In January, the LVCVA announced it was shelving, “What Happens Here, Stays Here,” in favor of a new twist on the iconic motto, “What Happens Here, Only Happens Here.”
“One of the things we’ve known for years in Las Vegas is there’s a feeling people only get here,” said R&R CEO Billy Vassiliadis, the LVCVA’s longtime marketing partner. “That feeling is tied to an experience that is unique and they can’t get anyplace else.”
But with Las Vegas dark, and casinos continuing to push back their optimistic reopening dates, the Convention and Visitors Authority is focusing on how it will lure guests once Southern Nevada is allowed to unlock its doors.
The feedback on the new spot has been mixed on social media.
I don’t want a new Vegas. I want the one we had where people weren’t afraid to live,” declared @CodeWranglerNV. “I can’t imagine socially distancing in Vegas being fun,” opined @cdf2020.
Others were more optimistic.
“Watching this made me cry. I miss Vegas. I can’t believe our new reality,” said @Modelito93. “How we miss our several trips a year … but I promise that my family will return when we’re able,” stated @CandySchacter.
Few businesses have been immune to the financial impact caused by the coronavirus. That includes the LVCVA, which predominantly relies on hotel occupancy taxes to fund its operations.

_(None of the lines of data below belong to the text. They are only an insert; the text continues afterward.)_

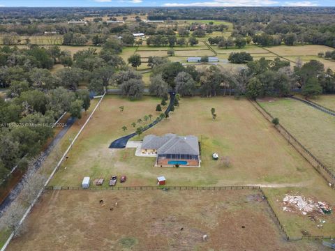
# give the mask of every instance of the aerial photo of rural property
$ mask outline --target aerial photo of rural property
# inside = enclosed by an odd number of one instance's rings
[[[0,250],[335,250],[335,1],[0,0]]]

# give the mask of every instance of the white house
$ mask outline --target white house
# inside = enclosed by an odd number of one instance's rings
[[[164,23],[164,20],[144,20],[144,22]]]
[[[121,21],[121,20],[117,20],[117,21],[108,20],[106,22],[107,24],[124,24],[124,21]]]

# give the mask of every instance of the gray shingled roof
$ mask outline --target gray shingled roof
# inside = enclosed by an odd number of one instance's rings
[[[142,149],[157,149],[158,154],[200,154],[198,137],[192,135],[147,135],[143,139]]]

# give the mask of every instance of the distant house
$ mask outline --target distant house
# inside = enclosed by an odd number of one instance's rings
[[[124,21],[121,21],[121,20],[117,20],[117,21],[113,21],[113,20],[109,20],[106,22],[107,24],[124,24]]]
[[[187,59],[187,61],[188,63],[194,63],[194,62],[200,62],[201,57],[200,56],[191,56]],[[209,63],[214,63],[214,62],[218,62],[218,59],[216,56],[209,56],[208,58]]]
[[[82,182],[82,188],[87,189],[89,187],[89,177],[84,177]]]
[[[200,150],[198,137],[166,134],[145,136],[141,146],[143,154],[156,154],[158,167],[200,167]]]
[[[86,21],[69,21],[68,22],[68,24],[87,24]]]
[[[133,36],[135,38],[142,38],[144,36],[144,33],[133,33]]]

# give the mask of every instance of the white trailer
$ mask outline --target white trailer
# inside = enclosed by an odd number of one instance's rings
[[[82,188],[84,189],[89,188],[89,177],[84,177],[82,183]]]

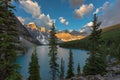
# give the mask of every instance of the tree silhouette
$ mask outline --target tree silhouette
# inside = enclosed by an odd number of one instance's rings
[[[0,80],[21,80],[17,58],[18,33],[11,0],[0,0]]]
[[[74,76],[74,73],[73,73],[73,53],[72,53],[72,50],[70,49],[69,51],[69,62],[68,62],[68,70],[67,70],[67,76],[66,78],[71,78]]]
[[[64,80],[64,65],[65,65],[65,62],[63,60],[63,58],[61,58],[61,66],[60,66],[60,80]]]
[[[59,65],[57,63],[57,38],[55,36],[55,26],[54,24],[51,27],[50,38],[49,38],[49,57],[50,57],[50,73],[52,75],[52,80],[56,80],[57,74],[59,73]]]
[[[36,48],[34,53],[32,53],[31,56],[31,62],[29,64],[29,77],[28,80],[41,80],[40,72],[39,72],[39,64],[38,64],[38,58],[36,53]]]
[[[99,29],[101,22],[98,22],[96,14],[94,14],[94,21],[92,26],[92,33],[90,35],[90,56],[87,59],[83,72],[85,75],[104,74],[106,71],[106,57],[105,53],[102,53],[100,48],[101,44],[101,32]]]

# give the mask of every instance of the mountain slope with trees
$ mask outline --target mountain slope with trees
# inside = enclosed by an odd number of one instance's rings
[[[105,42],[106,45],[110,45],[112,42],[115,42],[116,46],[120,44],[120,24],[113,25],[107,28],[104,28],[101,34],[102,40]],[[88,46],[90,45],[89,36],[81,40],[69,41],[59,44],[60,47],[64,48],[77,48],[77,49],[84,49],[89,50]]]

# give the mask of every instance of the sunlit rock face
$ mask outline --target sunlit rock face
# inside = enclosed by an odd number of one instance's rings
[[[32,35],[32,37],[37,41],[39,41],[40,44],[49,43],[48,42],[49,34],[45,27],[42,26],[40,27],[40,29],[38,29],[38,27],[34,22],[30,22],[29,24],[26,25],[26,28],[29,31],[29,33]]]
[[[38,29],[37,26],[36,26],[36,24],[34,22],[30,22],[29,24],[27,24],[27,27],[31,28],[33,30],[37,30]]]
[[[39,30],[40,30],[40,32],[44,32],[44,33],[47,31],[46,28],[43,26],[41,26]]]
[[[79,31],[61,31],[56,34],[56,37],[64,42],[73,41],[73,40],[80,40],[86,37],[86,33],[80,33]]]

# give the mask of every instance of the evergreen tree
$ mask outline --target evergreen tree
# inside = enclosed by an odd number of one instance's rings
[[[64,73],[65,73],[64,64],[65,64],[65,62],[64,62],[64,60],[62,58],[61,59],[61,66],[60,66],[60,80],[64,80]]]
[[[81,75],[81,70],[80,70],[80,64],[78,64],[77,66],[77,76]]]
[[[118,63],[120,63],[120,44],[118,45],[117,49],[116,49],[116,53],[115,53],[115,58],[117,60]]]
[[[52,25],[51,31],[50,31],[50,39],[49,39],[49,57],[50,57],[50,69],[51,69],[51,75],[52,80],[56,80],[57,75],[59,73],[59,65],[57,63],[57,38],[55,36],[56,31],[54,24]]]
[[[68,70],[67,70],[67,76],[66,78],[71,78],[74,76],[74,73],[73,73],[73,53],[72,53],[72,50],[70,49],[70,53],[69,53],[69,62],[68,62]]]
[[[40,66],[38,64],[38,58],[37,58],[37,53],[35,49],[34,53],[32,53],[31,62],[29,64],[30,75],[28,77],[28,80],[41,80],[39,68]]]
[[[102,30],[99,29],[100,24],[101,23],[97,21],[96,14],[94,14],[92,33],[90,35],[90,56],[87,59],[86,65],[83,69],[85,75],[104,74],[106,71],[107,64],[104,55],[105,53],[102,53],[99,49],[102,46],[100,37]]]
[[[0,0],[0,80],[21,80],[18,73],[16,21],[11,0]]]

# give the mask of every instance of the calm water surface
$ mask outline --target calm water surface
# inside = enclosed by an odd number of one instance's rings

Last month, LVCVA President and CEO Steve Hill said the agency was slashing its 2020-21 fiscal budget by $79 million. Approximately 80 positions of the 455 full-time LVCVA workforce are being eliminated, and 400 temporary and on-call workers have been let go.
Top LVCVA executives, including Hill, will take a pay cut of between four and 10 percent. All bonuses have been suspended for the foreseeable future.
“While we are optimistic about the future of Las Vegas, we know that the industry is going to remain closed for a period of time, and fiscal year ’21 is going to be a difficult year,” Hill explained.